The article pushes back somewhat against the simple “Leverage was just a cult / everyone went insane” narrative. Laurenson says she found little evidence of professionally diagnosed psychotic breaks, and several former members dispute parts of Zoe Curzi’s viral account. But it still depicts Leverage as a psychologically unsafe, boundary-dissolving environment where some people were seriously harmed and later felt the official inquiry “whitewashed” what happened. (lydialaurenson.substack.com)

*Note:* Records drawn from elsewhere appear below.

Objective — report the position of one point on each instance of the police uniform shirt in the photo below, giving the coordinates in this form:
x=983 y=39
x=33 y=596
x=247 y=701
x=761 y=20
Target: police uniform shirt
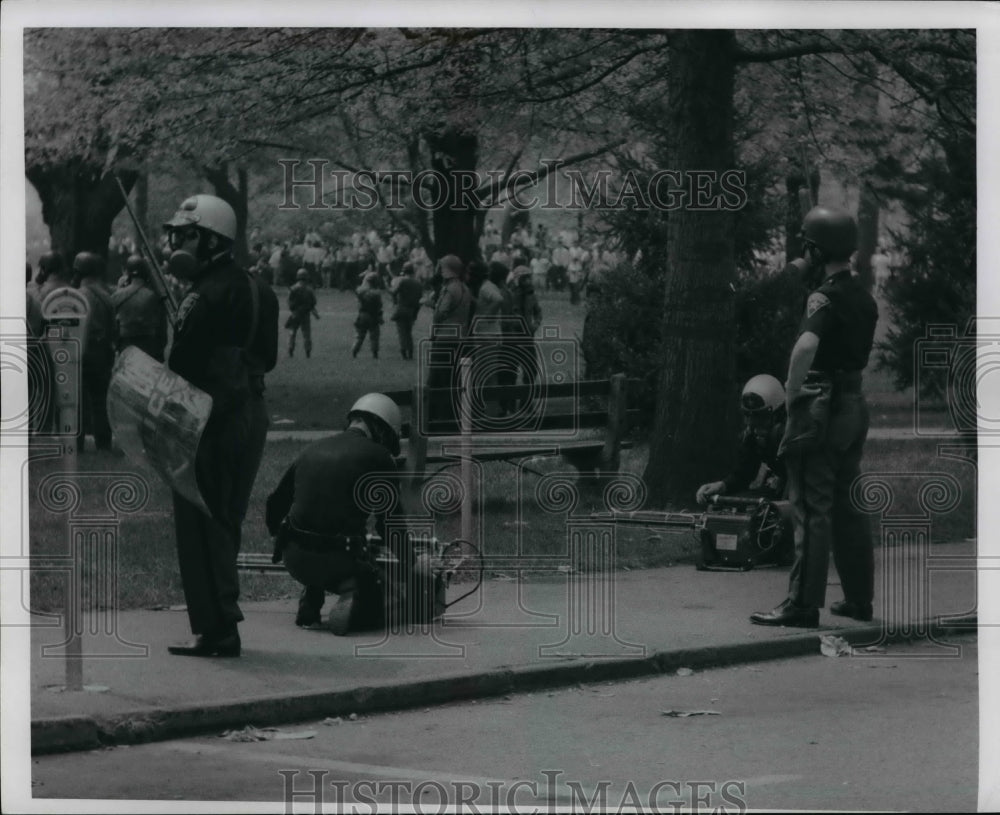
x=751 y=454
x=320 y=492
x=217 y=315
x=409 y=293
x=301 y=298
x=842 y=314
x=102 y=329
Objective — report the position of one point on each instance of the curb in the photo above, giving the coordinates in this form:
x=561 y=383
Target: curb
x=75 y=733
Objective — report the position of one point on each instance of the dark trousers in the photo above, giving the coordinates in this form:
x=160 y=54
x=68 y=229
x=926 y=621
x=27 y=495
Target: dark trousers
x=366 y=326
x=404 y=327
x=94 y=403
x=228 y=459
x=819 y=487
x=145 y=342
x=303 y=323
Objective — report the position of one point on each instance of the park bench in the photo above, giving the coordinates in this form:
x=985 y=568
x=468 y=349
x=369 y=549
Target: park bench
x=562 y=419
x=555 y=420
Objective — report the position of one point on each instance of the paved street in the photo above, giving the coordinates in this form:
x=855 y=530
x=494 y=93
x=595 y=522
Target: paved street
x=888 y=730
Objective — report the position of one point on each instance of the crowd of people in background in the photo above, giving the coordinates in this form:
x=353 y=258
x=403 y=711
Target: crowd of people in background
x=559 y=262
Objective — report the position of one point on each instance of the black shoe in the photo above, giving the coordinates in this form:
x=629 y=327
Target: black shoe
x=856 y=611
x=339 y=619
x=310 y=606
x=204 y=646
x=788 y=615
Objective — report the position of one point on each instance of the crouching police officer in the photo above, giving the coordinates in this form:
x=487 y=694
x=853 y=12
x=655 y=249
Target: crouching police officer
x=225 y=339
x=826 y=429
x=319 y=515
x=763 y=406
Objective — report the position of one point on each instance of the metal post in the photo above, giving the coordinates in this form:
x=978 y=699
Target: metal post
x=465 y=412
x=73 y=596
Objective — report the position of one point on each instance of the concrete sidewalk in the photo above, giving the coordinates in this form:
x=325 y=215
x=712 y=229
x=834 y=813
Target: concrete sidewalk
x=517 y=634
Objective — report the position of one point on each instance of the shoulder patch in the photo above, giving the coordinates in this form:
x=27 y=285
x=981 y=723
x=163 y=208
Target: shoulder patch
x=816 y=301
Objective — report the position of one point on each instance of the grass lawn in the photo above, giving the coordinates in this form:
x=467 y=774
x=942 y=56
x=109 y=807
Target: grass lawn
x=316 y=394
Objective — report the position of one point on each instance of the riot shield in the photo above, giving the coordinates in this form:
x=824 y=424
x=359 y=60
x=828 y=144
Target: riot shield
x=158 y=418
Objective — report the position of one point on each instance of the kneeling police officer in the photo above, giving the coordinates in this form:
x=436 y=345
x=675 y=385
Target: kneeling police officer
x=319 y=516
x=763 y=406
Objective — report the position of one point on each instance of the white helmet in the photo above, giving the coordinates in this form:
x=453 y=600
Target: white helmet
x=381 y=407
x=762 y=392
x=209 y=212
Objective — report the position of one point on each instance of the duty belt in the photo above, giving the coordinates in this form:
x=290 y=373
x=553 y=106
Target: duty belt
x=288 y=533
x=842 y=381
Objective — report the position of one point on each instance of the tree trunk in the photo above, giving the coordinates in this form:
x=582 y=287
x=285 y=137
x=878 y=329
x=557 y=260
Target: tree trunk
x=453 y=151
x=141 y=206
x=694 y=427
x=868 y=212
x=79 y=205
x=236 y=197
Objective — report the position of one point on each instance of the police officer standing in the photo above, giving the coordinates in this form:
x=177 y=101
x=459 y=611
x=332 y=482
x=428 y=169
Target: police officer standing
x=226 y=338
x=407 y=293
x=826 y=430
x=319 y=521
x=141 y=315
x=302 y=305
x=98 y=349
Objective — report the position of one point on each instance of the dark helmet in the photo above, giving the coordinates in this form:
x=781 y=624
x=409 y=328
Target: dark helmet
x=832 y=231
x=88 y=264
x=52 y=263
x=136 y=266
x=762 y=393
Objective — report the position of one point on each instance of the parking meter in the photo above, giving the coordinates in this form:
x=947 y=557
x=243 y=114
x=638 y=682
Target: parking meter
x=65 y=312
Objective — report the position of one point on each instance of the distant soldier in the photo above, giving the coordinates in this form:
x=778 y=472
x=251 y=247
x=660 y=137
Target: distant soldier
x=98 y=349
x=139 y=312
x=407 y=293
x=529 y=312
x=302 y=305
x=53 y=273
x=369 y=319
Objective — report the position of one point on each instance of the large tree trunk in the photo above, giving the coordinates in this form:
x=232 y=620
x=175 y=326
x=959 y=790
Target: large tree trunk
x=868 y=212
x=694 y=427
x=801 y=195
x=79 y=205
x=142 y=207
x=453 y=150
x=236 y=197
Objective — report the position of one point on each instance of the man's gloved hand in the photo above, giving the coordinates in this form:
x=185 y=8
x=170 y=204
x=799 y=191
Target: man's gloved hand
x=706 y=491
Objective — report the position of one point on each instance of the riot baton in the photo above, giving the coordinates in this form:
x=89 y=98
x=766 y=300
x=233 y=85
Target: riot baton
x=162 y=289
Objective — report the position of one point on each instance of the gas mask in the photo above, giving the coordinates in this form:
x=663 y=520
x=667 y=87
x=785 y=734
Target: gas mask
x=183 y=261
x=809 y=268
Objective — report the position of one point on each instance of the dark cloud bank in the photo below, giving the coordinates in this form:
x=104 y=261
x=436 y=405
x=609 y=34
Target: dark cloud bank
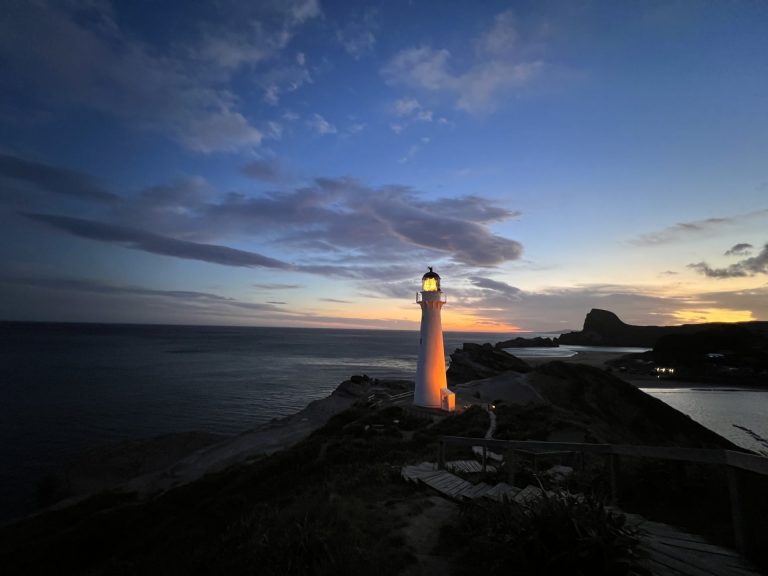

Leverage 1.0 effectively dissolved in mid-2019 when Geoff Anders concluded the ecosystem had “ceased to fulfill its function” and restructured it. The current Leverage Research is smaller, no longer communal, and is informally treated by many as “Leverage 2.0.” Many alumni scattered into startups, coaching, Palladium/Bismarck/New Right circles, EA-adjacent projects, and other ventures. (lydialaurenson.substack.com)

One-sentence version

Leverage Research 1.0 was an EA/rationalist-adjacent attempt to invent a science of human transformation that generated some apparently powerful effects, then overloaded its own social/psychological containment vessel and collapsed into trauma, occult framing, internal conflict, and unresolved ambiguity about whether it had found something real, dangerous, delusional, or all three.